By morning, she knows how she can help Deluce. Despite what she promised him, she must leave him. And she must hurry, before it’s too late.

Deluce is losing the war. The reports have been flooding in, now that she’s back at the palace.

A string of towns have fallen, there is no border protection to speak of.

Hurriedly, Isabelle stuffs her fur-lined capes and hooded coats—ermine and fox and marten—into a giant chest.

The king consort’s cannon caused a blast that decimated some of his regiment’s strongest men.

Thick underlayers. Leather boots with sable trim. She will need to stay warm.

If another wave of Aubin’s reinforcements don’t arrive soon, they’ll have no hope of turning the tides.

In the midst of the frantic news, Isabelle is packing, preparing for a trip north, to the ?les de Glace, to seek conference with the Ice King. It’s a rash, wild plan, of course. The ?les de Glace are notoriously neutral and have been for centuries. And no one has heard from Verglas in ages. Many think he, like the North Faerie, may be dead.
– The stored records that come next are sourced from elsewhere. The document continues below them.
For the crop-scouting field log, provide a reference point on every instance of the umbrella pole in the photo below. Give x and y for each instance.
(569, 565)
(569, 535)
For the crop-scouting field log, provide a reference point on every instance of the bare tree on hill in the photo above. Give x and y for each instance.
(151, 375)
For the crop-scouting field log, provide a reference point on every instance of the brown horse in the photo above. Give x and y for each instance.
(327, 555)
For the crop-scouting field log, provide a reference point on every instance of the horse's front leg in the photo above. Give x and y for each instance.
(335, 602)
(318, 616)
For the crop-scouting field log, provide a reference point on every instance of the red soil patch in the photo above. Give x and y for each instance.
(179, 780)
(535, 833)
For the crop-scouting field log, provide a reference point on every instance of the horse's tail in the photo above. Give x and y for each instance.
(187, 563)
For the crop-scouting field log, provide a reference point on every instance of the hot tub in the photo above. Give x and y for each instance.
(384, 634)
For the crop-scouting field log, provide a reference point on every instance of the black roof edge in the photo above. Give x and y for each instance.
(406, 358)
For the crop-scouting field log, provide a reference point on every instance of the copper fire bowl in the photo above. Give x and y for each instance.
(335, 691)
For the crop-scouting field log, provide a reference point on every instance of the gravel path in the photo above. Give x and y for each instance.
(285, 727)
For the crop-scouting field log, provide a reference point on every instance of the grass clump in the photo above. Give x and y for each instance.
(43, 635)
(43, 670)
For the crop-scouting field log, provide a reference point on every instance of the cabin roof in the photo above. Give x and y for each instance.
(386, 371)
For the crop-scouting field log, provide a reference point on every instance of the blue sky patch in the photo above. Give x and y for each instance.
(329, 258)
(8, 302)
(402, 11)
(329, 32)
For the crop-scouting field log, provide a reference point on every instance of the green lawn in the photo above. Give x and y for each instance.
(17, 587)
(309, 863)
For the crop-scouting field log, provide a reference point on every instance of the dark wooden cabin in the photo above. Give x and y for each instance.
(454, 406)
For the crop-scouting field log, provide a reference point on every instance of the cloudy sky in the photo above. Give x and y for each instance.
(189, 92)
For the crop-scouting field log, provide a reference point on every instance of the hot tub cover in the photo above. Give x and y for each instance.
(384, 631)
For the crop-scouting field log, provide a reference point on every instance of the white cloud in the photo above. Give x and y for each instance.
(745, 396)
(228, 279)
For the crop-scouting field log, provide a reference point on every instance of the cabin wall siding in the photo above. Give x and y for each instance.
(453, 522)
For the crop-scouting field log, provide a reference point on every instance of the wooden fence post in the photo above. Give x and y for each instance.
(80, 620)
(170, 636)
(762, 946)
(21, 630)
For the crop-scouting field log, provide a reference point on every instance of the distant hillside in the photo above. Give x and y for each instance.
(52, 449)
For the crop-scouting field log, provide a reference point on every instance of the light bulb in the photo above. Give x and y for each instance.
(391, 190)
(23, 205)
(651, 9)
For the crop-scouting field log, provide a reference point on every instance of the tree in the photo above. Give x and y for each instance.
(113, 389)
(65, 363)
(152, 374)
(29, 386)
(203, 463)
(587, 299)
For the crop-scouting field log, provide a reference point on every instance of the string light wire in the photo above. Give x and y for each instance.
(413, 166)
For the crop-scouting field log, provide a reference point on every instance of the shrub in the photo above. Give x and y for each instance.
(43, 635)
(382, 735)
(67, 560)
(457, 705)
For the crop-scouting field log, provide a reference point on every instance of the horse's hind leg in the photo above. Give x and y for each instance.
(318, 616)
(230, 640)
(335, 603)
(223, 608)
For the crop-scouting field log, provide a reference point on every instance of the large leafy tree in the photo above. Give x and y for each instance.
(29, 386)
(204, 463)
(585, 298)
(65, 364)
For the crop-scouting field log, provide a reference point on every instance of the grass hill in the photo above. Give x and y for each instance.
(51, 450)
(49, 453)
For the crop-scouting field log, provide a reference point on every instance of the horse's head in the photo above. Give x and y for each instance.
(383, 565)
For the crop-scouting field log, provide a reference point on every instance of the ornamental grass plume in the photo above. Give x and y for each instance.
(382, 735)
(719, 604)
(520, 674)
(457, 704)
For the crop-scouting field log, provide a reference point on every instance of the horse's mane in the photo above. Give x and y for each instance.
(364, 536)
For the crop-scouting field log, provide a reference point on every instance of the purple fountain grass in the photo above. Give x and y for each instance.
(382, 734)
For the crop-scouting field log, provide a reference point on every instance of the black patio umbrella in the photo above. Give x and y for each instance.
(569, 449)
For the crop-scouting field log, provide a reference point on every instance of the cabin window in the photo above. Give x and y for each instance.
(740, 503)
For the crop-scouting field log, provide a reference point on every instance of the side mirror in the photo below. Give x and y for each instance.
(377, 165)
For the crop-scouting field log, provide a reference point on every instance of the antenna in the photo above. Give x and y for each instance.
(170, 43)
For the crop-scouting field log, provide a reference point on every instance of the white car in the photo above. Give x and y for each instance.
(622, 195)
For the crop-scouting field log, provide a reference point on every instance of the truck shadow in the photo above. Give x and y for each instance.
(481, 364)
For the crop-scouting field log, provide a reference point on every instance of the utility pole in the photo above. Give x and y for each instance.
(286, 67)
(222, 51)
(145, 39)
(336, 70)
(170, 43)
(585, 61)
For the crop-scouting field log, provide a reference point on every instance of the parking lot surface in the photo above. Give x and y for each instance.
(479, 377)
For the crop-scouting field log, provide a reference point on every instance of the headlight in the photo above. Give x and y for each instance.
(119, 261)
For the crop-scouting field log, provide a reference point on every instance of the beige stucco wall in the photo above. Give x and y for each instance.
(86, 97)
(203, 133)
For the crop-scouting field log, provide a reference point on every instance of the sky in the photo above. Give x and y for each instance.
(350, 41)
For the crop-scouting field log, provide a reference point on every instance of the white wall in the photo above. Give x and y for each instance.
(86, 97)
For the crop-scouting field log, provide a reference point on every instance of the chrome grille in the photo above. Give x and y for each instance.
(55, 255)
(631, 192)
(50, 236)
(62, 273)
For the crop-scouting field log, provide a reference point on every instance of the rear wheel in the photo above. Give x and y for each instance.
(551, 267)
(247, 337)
But after hearing of the horrible magic William told her about—Malfleur’s deadly fire that can melt and destroy armor in seconds—she had felt helpless. Afraid. How could she possibly save her kingdom now? All she had were her words, and a useless symbol, a slipper made of winter glass. But then she thought of Binks, and how he’d wanted to trade men for the slipper—and then of Olivier, who’d expressed such a grave interest in it too. If the viscount is right, and the slipper is indeed made not of glass but of enchanted ice, then the person who must know more about it would be King Verglas. Malfleur’s father. And possibly the only faerie whose power could match hers.

What Deluce’s army needs, after all, is a kind of magical weapon that cannot break and cannot melt.

What their army needs is winter glass.

It’s time to speak to Verglas. He may be the answer to how to win this war.





18


Aurora


Malfleur’s magic fills Aurora like a heady wine; she imagines it rising up from her toes and knees to her hips and then her heart, then up her throat and into her head. She can call upon it but still cannot control it, cannot control when it will come or what it will do. But she feels it swirling inside her now, burning and bubbling in her ears as the sounds of the crowd through the closed doors greet her.

They are somewhere at the center of Blackthorn Castle, and Aurora can hear the murmuring and shuffling of spectators through the double doors ahead. She tenses her body, flexing her arms and legs, before releasing and shaking them out. She clenches and unclenches her fists, stretching her fingers. Her trainer pushes the doors open, and she follows him through, into the rush of wind and sound.

This is, she sees now, the same sky-lit stadium in which she had her initiation. Only now the cage is gone, and she can see in the shadows at the edges of the arena that there are risers and risers packed full with Vultures. Her muscles tremble with the reminder of the crows she was forced to fight off, but she shakes away the memory. The Vultures are just here to watch. The thought doesn’t bring much relief. She doesn’t know what they want—for her to live or die. It doesn’t matter; suffering is their sport. They’re in the middle of a war, and yet they find time to entertain themselves at her expense. It’s brazen of Malfleur—and suggests that she has army to spare.